- Directed by: Fred Olen Ray
- Screenplay by: Mark Thomas McGee Fred Olen Ray (as Sherman Scott)
- Produced by: Fred Olen Ray Grant Austin Waldman
- Starring: Edy Williams Oliver Darrow Brinke Stevens Jay Richardson
- Cinematography: Gary Graver
- Edited by: Christopher Roth
- Music by: Louis Febre Peter Rotter
- Distributed by: Vidmark Entertainment
- Release date: 1990;
- Running time: 88 minutes
- Country: United States
- Language: English
- Budget: $19,000

= Bad Girls from Mars =

Bad Girls from Mars is a 1990 American black comedy science fiction slasher film written by Mark Thomas McGee and directed by Fred Olen Ray. It stars Edy Williams, Oliver Darrow, Brinke Stevens and Jay Richardson.

==Plot==
Someone is killing off the female leads of the movie production of Bad Girls from Mars. The producers feel they should try to finish the film, even though they're making a lucrative amount from insurance payoffs, so they fly in European sex bomb Emanuelle as the new lead. Emanuelle immediately begins embarrassing the producers by leading a wild party life around town. Meanwhile, the killings continue, and detectives try to stop the fiend responsible.

==Cast==
- Edy Williams as Emanuelle
- Oliver Darrow as T.J. McMasters
- Brinke Stevens as Myra
- Jay Richardson as Richard Trent
- Jeffrey Culver as Mac Regan
- Bob Ruth as Al, The Cop
- Dana Bentley as Martine
- Jasae as Terry
- Al Bordighi as Ortelli
- Jerry Miller as Walt

==Production==
Fred Olen Ray says the film had its genesis with sets left over from Roger Corman's The Masque of the Red Death.

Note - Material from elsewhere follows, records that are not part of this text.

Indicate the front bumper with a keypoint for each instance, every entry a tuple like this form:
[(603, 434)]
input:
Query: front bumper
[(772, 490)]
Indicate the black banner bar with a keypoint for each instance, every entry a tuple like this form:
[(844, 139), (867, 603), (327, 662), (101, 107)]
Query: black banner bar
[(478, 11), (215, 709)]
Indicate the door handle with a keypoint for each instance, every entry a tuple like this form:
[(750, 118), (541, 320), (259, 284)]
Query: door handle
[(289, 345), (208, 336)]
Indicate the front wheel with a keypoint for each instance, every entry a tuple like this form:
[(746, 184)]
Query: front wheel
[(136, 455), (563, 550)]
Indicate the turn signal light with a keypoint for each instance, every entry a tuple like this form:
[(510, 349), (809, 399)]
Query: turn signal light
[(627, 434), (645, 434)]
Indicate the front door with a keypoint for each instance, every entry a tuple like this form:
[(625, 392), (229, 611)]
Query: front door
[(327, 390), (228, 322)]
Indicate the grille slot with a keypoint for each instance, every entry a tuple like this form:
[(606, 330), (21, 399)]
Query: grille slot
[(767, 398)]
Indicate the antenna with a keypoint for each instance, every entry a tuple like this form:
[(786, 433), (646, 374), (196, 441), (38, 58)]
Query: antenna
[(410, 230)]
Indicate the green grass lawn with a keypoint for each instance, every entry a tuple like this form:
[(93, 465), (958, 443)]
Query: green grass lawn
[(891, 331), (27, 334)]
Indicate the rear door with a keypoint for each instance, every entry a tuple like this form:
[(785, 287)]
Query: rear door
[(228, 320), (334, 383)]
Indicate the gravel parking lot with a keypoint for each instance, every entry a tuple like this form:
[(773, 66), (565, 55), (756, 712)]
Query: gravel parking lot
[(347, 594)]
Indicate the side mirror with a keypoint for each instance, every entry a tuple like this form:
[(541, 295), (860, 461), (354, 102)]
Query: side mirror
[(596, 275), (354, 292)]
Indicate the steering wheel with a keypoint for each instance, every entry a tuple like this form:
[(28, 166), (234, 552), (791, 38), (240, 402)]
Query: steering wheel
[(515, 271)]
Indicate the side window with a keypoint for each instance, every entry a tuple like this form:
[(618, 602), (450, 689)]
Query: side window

The sets were going to be torn down so Ray decided to use them for a film. A script was written, actors hired (including Russ Tamblyn) and Ray shot two days of a sword and sorcery film, Wizards of the Demon Sword. He then planned filming the rest of the film, which was completed in four days. Ray then had five days use left of the camera equipment and $19,000 left, so he decided to make another movie, which became Bad Girls from Mars. He was inspired by Hollywood Boulevard (1976) and decided to make a movie about making a movie. He says they wanted Adam West and Burt Ward so there are references to Batgirls from Mars and bat symbols in the film, but the actors were not available. Ray says it was one of the first movies to mention Ed Wood. When they started filming, it was called Emmanuel Goes to Hollywood.

==Reception==
Bad Girls from Mars proved quite popular, being released by Lionsgate, tripling its money.

According to TV Guide, "What begins as a dirty, simple-mindedly funny sci-fi parody winds up becoming an over-extended murder-mystery spoof."